This summer, Infiniti will reveal the future of computer-controlled driving. While it may not be a precursor to autonomous driving - where the car does all of the driving for you - it will usher in an age of better computer-assisted driving.
The 2014 Infiniti Q50 is a luxury sedan/saloon car with a sleek, curvy design that will hit dealers in Europe and America this summer.
Bert Brooks, North American regional product manager for the company, told TechRadar about two new features that will provide a fine level of control where the driver can feel the road. The car adapts to driving conditions, lane markers and road surfaces 'unlike any vehicle before it'.
The first brand new technology in the Infiniti Q50 is called Direct Adaptive Steering, which involves sensors in the car constantly monitoring the position of the steering wheel. A second technology, called Active Lane Control, nudges you slightly back into a lane based on camera readings and sensors.
"The steering system, fundamentally, has a goal to provide a wide range of steering responses beyond a conventional steering system," says Brooks. "It uses an electronic feedback loop between the wheel and steering rack."
Control and feedback
Electronic control means the car feels more responsive, but the Infiniti Q50 will not let you take your hands off the wheel. The key feature is the interaction between the tyres and the steering. The car senses the road and moves you back into the lane gradually. Previous Infiniti models, and many Mercedes and BMW vehicles, nudged you back into your lane.
"When the system starts up and everything checks out OK, an electric clutch, which is in the intermediate shaft between the the steering wheel and the steering rack, disengages. At that point you are in the by wire mode. As the driver's hands move the steering wheel, the sensor reads whatever angle they're commanding and then a control unit calculates the required control movement for the tyres.
"A set of actuators on the steering rack then move the tyres to that angle. As that happens, the current draw by those actuating motors is measured and calibrated to account for different road surfaces and driving conditions," he says.
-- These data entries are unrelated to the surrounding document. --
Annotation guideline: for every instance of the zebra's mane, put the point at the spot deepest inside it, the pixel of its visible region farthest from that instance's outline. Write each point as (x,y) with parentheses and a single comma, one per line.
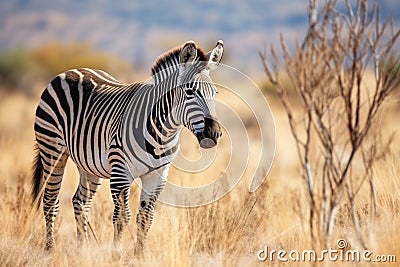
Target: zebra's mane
(170,59)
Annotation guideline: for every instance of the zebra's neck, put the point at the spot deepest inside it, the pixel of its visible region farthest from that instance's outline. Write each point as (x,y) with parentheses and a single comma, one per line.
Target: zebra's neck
(162,123)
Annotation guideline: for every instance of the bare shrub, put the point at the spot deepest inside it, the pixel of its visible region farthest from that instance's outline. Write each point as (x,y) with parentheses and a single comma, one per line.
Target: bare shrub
(334,126)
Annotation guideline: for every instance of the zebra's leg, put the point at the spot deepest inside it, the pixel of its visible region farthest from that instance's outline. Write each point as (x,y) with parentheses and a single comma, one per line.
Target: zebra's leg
(120,191)
(53,170)
(82,200)
(152,185)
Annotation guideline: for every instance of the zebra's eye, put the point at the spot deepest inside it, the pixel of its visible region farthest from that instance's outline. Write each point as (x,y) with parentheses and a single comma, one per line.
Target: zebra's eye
(189,92)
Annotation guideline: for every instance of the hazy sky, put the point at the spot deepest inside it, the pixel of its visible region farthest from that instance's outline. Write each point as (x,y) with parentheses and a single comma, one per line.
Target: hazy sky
(139,31)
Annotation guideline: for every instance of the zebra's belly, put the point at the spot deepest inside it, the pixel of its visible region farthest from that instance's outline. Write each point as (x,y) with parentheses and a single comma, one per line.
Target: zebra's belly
(92,162)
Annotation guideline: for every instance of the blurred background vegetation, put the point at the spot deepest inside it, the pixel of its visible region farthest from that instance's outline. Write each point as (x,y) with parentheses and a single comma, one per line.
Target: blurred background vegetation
(21,67)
After all this it provides a force feedback to the driver's hands. Brooks says: "Because this is done many times over and over again you have a continuous closed loop feedback system. The interaction between the car and the road service goes back to the driver's hands."
One critical point is that there is a mechanical back-up system that can kick in if the digital steering fails, but the system does replace what's been used in most cars for decades.
"On a smooth pavement, the current draw to the motors is low," says Brooks. There's not the same level of force feedback and the steering effort is reduced. If there is a slip on a gravel road or on snow-packed highways, the motors are actuated to a greater sensitivity.
"We can filter this and augment as needed. High frequency feedbacks can be filtered out, low frequency inputs that give you a sense of more control can be enhanced," says Brooks.
It's an interesting balance, and one that he says is not necessarily preparation to the future of autonomous driving. The goal is to give the driver more control, not less. The steering system is like a force feedback controller in a videogame, where precise control means precise feedback.
That said, while the two new technologies are designed for control (and, to the same degree, to enhance safety on the road), the computer aids will help push autonomous driving forward. Previous lane-keeping systems had to use the brakes to nudge you back into a lane, which was a jarring sensation. In future cars, computerised steering could conceivably give you a chance to rest during a long drive and keep you in the lane, hands-free.
Next up after that: lower speed autonomous control, and the ultimate nirvana: sending your car out on its own to run errands for you and pick up the kids.